Pwn2Own 2017: Your stuff as mincemeat
They came from miles around to carry out a hallowed, decade-long mission: To eat your lunch.
The security researchers assembled at the Pwn2Own 2017 hacking competition, sponsored by Trend Micro, and occasionally grouped together, then performed essentially zero-day exploits (at least by the rules, heretofore unknown) on your favorite stuff, such as Windows, MacOS and Linux. Smoldering pits in the screen were left, as teams collected cash prizes and creds.
For giggles and grins, a Type 2 Hypervisor, VMWare Workstation was also left for shrapnel, one of the first times a hypervisor has been penetrated by a virtual machine in this way. It wasn’t a cascade effect, but rather a shot across the bow. I suspect there are more ways to penetrate a foundational hypervisor, too, but they haven’t been seen in captivity to my knowledge.
Yes, Ubuntu was rooted, but it was because of a bug in the Linux kernel and not something Canonical (necessarily) left open.
The methods are known, and lots of compilers were running over the weekend to push new patches and fixes into the items found. We hope.
So, how does an organization protect against such things, such apparently easy zero-days?
First, it wasn’t that easy.
Second, the researchers had physical access to the machine and could control its networking. The most interesting cracks were implemented using browsers, indeed Microsoft’s Edge browser and Apple’s Safari.
Third, these were great teams, and they earned their tens of thousands of dollars worth of prize money.
And by far, there are more. Some of the zero-days out there are known but unpatched or fixed and have been waiting for years for a theoretical attack to become real. The CVEs are full of such things, long shots made short by enterprising individuals with a knack for tenacity and love of a good explosion.
Each is happy to go to events like Defcon, Black Hat, Chaos Computer Club (CCC) and RSA. This is done for sport, certainly, but also the revenue. A decent living can be made by bug finding—and sadly, also for bug selling.
A moral issue is conjured about the nature of bug finding and bug finders. Make no mistake that the Pwn2Own contest looks on the surface like a huge embarrassment—as it should—to software vendors. The smoking craters mean much work went for naught. It also means nothing is foolproof because fools are so ingenious, and the decoupling of operating system functions and constant-revisions practices may themselves be a problem.
Software companies’ growth—and the problems that come with it
Publicly traded companies must report way-cool quarter after quarter growth to their slavemaster, Wall Street. Growth has to come from new purchasers, upgraders, service plans, and especially new releases. The lore that software organizations would like you to believe is that the new stuff is better than the old stuff—see our preview, our beta lists or our demo/trialware.
Growth is incredibly important because financial butts are on the line to make the numbers each and and every quarter, unless that quarter everyone is taking a financial bath. So, buy the new stuff. Buy our stuff that’s the result of our latest acquisition, which might work in a few quarters as though we actually thought and designed it.
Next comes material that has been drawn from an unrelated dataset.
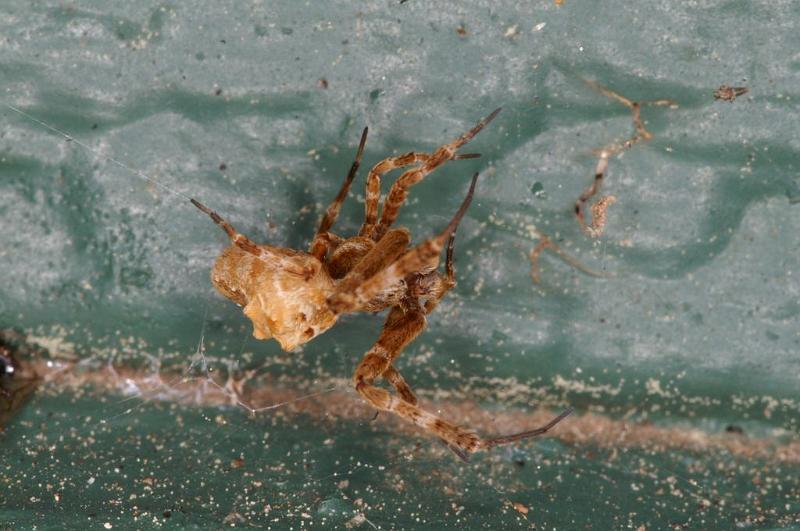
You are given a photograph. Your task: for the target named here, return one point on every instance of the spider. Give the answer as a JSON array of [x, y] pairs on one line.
[[293, 296], [726, 93], [15, 385]]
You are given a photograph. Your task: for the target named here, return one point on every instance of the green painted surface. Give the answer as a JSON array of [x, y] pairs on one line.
[[697, 327]]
The compelling nature of software growth also makes it very vulnerable. Code has become incredibly sophisticated and complex. It must interact with lots of other software successfully. It had lines of demarcation between other software, the host operating system, a hypervisor or other foundation layer, the hardware, the smarts of local networking, as well as the quality or hostility of incoming data.
Hackers want your stuff, too
Sunday night, as I was digging through WordFence on one of my websites, I noticed that there were several attempts at page loads from pages long gone—the kind you’d need to find in the Internet Archives, e.g. pages long gone. The attempts were from vastly geographically disperse IP addresses. They were undoubtedly bots.
But they want me. For what? Who knows. But they want, you, too. Except for watching network behavior, you wouldn’t have been able to have stopped most of the attacks cited in this year’s Pwn2Own. If your network smarts had identified stateless transactions or weird IP addresses, you’d have a small chance of stanching the attacks.
Clearly, if they have access, you are toast. Controlling the network access—if you can—is the best bet towards stanching hostile flows. Otherwise, adding another layer of access barriers, such as encryption or microservices protected by autonomous (or vastly federated) security, is your best hope.